Seperti telah saya sebutkan di atas bahwa salah satu kemungkinan tidak sahnya jual beli tebasan adalah tidak diketahuinya jumlah barang yang dijual. Dalam hal jual tebasan barang yang dijual tidak harus diketahui secara pasti dengan cara ditimbang, tetapi boleh diketahui dengan cara taksiran. Muslim meriwayatkan :

2833 – حَدَّثَنَا مُحَمَّدُ بْنُ الْمُثَنَّى وَابْنُ بَشَّارٍ قَالَا حَدَّثَنَا مُحَمَّدُ بْنُ جَعْفَرٍ حَدَّثَنَا شُعْبَةُ عَنْ عَمْرِو بْنِ مُرَّةَ عَنْ أَبِي الْبَخْتَرِيِّ قَالَ سَأَلْتُ ابْنَ عَبَّاسٍ عَنْ بَيْعِ النَّخْلِ فَقَالَ نَهَى رَسُولُ اللَّهِ صَلَّى اللَّهُ عَلَيْهِ وَسَلَّمَ عَنْ بَيْعِ النَّخْلِ حَتَّى يَأْكُلَ مِنْهُ أَوْ يُؤْكَلَ وَحَتَّى يُوزَنَ قَالَ فَقُلْتُ مَا يُوزَنُ فَقَالَ رَجُلٌ عِنْدَهُ حَتَّى يُحْزَرَ ( مسلم )

An-Naway mengomentari hadis tersebut dengan mengatakan :

وَأَمَّا تَفْسِيره يُوزَن بَيَحْزُرَ فَظَاهِر ، لِأَنَّ الْحَزْر طَرِيق إِلَى مَعْرِفَة قَدْره وَكَذَا الْوَزْن (شرح النووي على مسلم)

Kemungkinan Terjadinya Riba atau Muzabanah

Menurut Syafi’iy, termasuk muzabanah adalah menjual barang yang tidak diketahui jumlahnya dengan barang yang juga tidak diketahui atau dengan barang sejenis yang diketahui jumlahnya dan berlaku hukum riba di dalamnya. Sedangkan menurut Malik muzabanah mencakup hal yang lebih luas yaitu, setiap barang yang dijual tanpa takaran dengan barang sejenis yang ditakar, baik berlaku riba di dalamnya atau tidak.

Berdasarkan hal tersebut, muzabanah bisa terjadi dalam jual tebasan. Salah satu bentuknya adalah, jika tanaman padi yang jumalhnya diketahui berdasarkan taksiran dibarter dengan gabah atau beras dalam takaran yang pasti.

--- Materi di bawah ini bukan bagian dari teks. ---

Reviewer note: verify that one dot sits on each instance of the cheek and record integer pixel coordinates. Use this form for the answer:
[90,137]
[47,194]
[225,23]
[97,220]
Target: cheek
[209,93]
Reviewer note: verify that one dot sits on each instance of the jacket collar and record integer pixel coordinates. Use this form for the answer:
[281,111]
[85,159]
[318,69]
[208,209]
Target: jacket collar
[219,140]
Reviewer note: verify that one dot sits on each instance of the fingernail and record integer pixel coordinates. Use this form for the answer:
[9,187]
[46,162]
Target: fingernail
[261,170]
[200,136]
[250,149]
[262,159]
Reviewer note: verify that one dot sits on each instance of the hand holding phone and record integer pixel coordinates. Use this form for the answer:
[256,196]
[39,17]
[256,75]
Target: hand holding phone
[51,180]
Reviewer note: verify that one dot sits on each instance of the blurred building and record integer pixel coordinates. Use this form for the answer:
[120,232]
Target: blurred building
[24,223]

Tanggung Jawab Perawatan dan Resiko

Dalam hal penjualan dilakukan dengan syarat tabqiyah atau tanpa syarat, maka penjual berkewajiban merawat hingga saatnya panen. An-Nawawy berkata:

ثُمَّ إِذَا بِيعَتْ بِشَرْطِ التَّبْقِيَة أَوْ مُطْلَقًا يَلْزَم الْبَائِع بِسِقَايَتِهَا إِلَى أَوَان الْجُذَاذ لِأَنَّ ذَلِكَ هُوَ الْعَادَة فِيهَا (شرح النووي على مسلم)

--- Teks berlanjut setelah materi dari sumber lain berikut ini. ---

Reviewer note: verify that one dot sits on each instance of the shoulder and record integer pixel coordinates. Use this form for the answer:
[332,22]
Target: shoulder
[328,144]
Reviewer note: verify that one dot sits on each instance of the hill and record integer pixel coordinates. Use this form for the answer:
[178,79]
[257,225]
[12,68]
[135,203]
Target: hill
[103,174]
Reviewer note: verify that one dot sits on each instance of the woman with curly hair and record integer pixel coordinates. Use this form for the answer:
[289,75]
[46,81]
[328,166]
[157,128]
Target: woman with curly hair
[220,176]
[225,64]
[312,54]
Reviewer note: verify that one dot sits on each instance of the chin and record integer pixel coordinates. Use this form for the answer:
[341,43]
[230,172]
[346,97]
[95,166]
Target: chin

Dan jika terjadi gagal penen karena alam maka menurut qoul jadid Syafi’iy dan Abu Hanifah resiko ditanggung pembeli. Sebab buah ataupun padi sudah menjadi milik pembeli ketika rusak. Dan menurut Malik resiko ditanggung penjual. Sedankan menurut Ahmad, jika kurang dari sepertiga maka resiko ditanggung pembeli.

Kewajiban Zakat

Jika tanaman atau buah yang dijual wajib zakat, maka menurut malikiyah dan hanabilah jika penjualan dilakukan setelah matang (buduwwus sholah) maka yang wajib mengeluarkan zakat adalah penjual. Dan menurut Hanafiah, jika penjualan dilakukan setelah masa panen, maka zakat menjadi kewajiban penjual. Sedangkan menurut Syafi’iyyah, kewajiban zakat bergantung kapan waktu kewajiban zakat itu terjadi. Jika waktu kewajiban zakat terjadi sebelum penjualan, maka zakat dikeluarkan oleh penjual dan jika waktu kewajiban terjadi setelah penjualan, maka yang mengeluarkan zakat adalah pembeli.

Kesimpulan

Hukum jual beli tebasan adalah khilaf. Jika kita mengikuti pendapat yang memperbolehkan, dan saya mengikuti pendapat yang memperbolehkan, maka harus diperhatikan hal-hal berikut:

  1. Untuk menghindari riba atau muzabanah maka jual tebas tidak boleh dilakukan dengan cara barter dengan komoditas sejenis. Seperti penebasan padi dibayar dengan gabah atau beras dalam satuan kilogram.
  2. Selama menunggu masa panen, maka perawatan menjadi tanggung jawab penjual.
  3. Jika terjadi puso, maka seluruh uang harus dikembalikan kepada pembeli sesuai dengan hadis nomer 2048
  4. Menurut saya zakat menjadi kewajiban penjual. Sebab dalam jual tebasan penjualan dilakukan dengan menaksir hasil saat panen, dan bukan dengan menghitung nilai tanaman pada saat penjualan. Sehingga meskipun proses nama’  terjadi di tangan pembeli, namun pada dasarnya keuntungan nama’ dimiliki oleh penjual.

Wallahua’lamu bishowab©2010


[1] Satu transaksi tetapi mengandung dua maksud transaksi. Dalam hal ini transaksi eksplisitnya adalah jual-beli. Disamping jual-beli transaksi ini juga menganduk maksud transaksi lain yaitu pinjam-meminjam atau sewa-menyewa.

[2] Dalam transaksi ini dimugnkinkan tengkulak mensyaratkan, barang yang dibeli harus dibiarkan di tempatnya hingga layak petik. Dengan demikian terjadi jual beli dengan persyaratan yang menguntunkan tengkulak, yaitu keuntungan memanfaatkan tanah bahkan perawatan dari pihak penjual.